There is also a reserve requirement – funds that banks must keep at the central bank. Its main goal is for the NBP to influence market interest rates, in accordance with the chosen monetary policy. It is also a tool affecting the liquidity of the banking sector, and in the past it also had prudential significance. In Poland, from autumn 2021, the required reserve rate is 3.5%, i.e. banks must keep this amount of their deposits and funds obtained from the issue of securities at the NBP. In practice: for every PLN 1,000 that the customer deposits into the account, the bank must deposit PLN 35 with the NBP. This limits the “creation multiplier” because the bank needs real money (it can borrow it on the market or obtain it from other clients) to “legalize” its created money.
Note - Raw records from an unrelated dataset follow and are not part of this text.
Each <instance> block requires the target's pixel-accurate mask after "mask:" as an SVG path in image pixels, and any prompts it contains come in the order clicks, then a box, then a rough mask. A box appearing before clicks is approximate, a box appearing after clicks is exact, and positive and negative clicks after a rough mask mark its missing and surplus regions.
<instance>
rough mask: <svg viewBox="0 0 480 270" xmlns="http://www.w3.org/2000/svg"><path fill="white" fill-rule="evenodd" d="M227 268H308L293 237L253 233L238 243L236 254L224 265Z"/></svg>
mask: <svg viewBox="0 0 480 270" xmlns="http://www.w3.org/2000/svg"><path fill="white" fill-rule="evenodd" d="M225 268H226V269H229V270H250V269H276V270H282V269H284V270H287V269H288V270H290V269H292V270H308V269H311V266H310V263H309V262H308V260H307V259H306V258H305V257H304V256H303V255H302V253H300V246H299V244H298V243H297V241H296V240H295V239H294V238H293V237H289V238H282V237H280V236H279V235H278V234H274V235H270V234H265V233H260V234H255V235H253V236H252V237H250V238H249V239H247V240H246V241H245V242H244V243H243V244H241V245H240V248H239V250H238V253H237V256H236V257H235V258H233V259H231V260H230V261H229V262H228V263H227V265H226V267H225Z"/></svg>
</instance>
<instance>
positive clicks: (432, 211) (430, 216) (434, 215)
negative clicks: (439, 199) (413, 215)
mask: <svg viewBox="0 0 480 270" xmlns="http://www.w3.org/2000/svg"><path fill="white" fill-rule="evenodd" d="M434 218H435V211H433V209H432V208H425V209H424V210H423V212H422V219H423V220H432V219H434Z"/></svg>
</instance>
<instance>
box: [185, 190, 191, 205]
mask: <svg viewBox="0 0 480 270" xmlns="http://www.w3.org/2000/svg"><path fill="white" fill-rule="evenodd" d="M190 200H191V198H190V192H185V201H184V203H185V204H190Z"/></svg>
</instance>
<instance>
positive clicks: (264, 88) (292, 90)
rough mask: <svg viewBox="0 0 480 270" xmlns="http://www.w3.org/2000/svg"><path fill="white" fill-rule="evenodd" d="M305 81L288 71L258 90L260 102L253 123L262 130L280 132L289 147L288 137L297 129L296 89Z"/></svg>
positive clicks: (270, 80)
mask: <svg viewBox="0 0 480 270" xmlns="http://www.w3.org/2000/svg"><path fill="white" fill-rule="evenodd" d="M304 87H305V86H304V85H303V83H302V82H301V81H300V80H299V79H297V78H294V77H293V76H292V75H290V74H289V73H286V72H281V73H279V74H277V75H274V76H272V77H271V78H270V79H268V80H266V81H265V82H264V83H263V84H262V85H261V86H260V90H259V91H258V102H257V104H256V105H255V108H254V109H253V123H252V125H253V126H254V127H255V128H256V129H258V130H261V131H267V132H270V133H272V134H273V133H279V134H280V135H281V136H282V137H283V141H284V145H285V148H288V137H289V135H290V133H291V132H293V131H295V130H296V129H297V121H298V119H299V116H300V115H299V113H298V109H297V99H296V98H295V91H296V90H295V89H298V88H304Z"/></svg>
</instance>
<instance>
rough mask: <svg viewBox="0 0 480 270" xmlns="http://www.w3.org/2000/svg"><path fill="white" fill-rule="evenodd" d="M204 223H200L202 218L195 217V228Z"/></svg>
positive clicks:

Can the National Bank of Poland create new money?
Of course, central banks also create money out of thin air and their capabilities in this respect are even greater than in the case of commercial institutions. When the NBP wants to introduce new money into the system, it does not have to “have” or “borrow” it first. He simply adds the appropriate numbers to the accounts of commercial banks at the central bank.
See also: “Swedish welfare and Irish taxes”. Poland in the grip of social spending
The NBP assets side includes, for example, purchased bonds or a loan granted, and the liabilities side includes newly created money. It is worth distinguishing two matters here. Firstly, the issue of its own securities (money bills) by the NBP is usually used to fight the excess of money, not to create it (it has an anti-inflation effect). Secondly: if the government issues treasury bonds, it is not the creation of money, but its “transfer” from investors on the market to the budget (if, as part of quantitative easing, the NBP bought such bonds from them with newly created money, then it would actually be a type of money creation, this was the case during the pandemic, but in accordance with Article 220(2) of the Constitution, The NBP cannot directly finance the budget deficit and buy bonds directly from the government).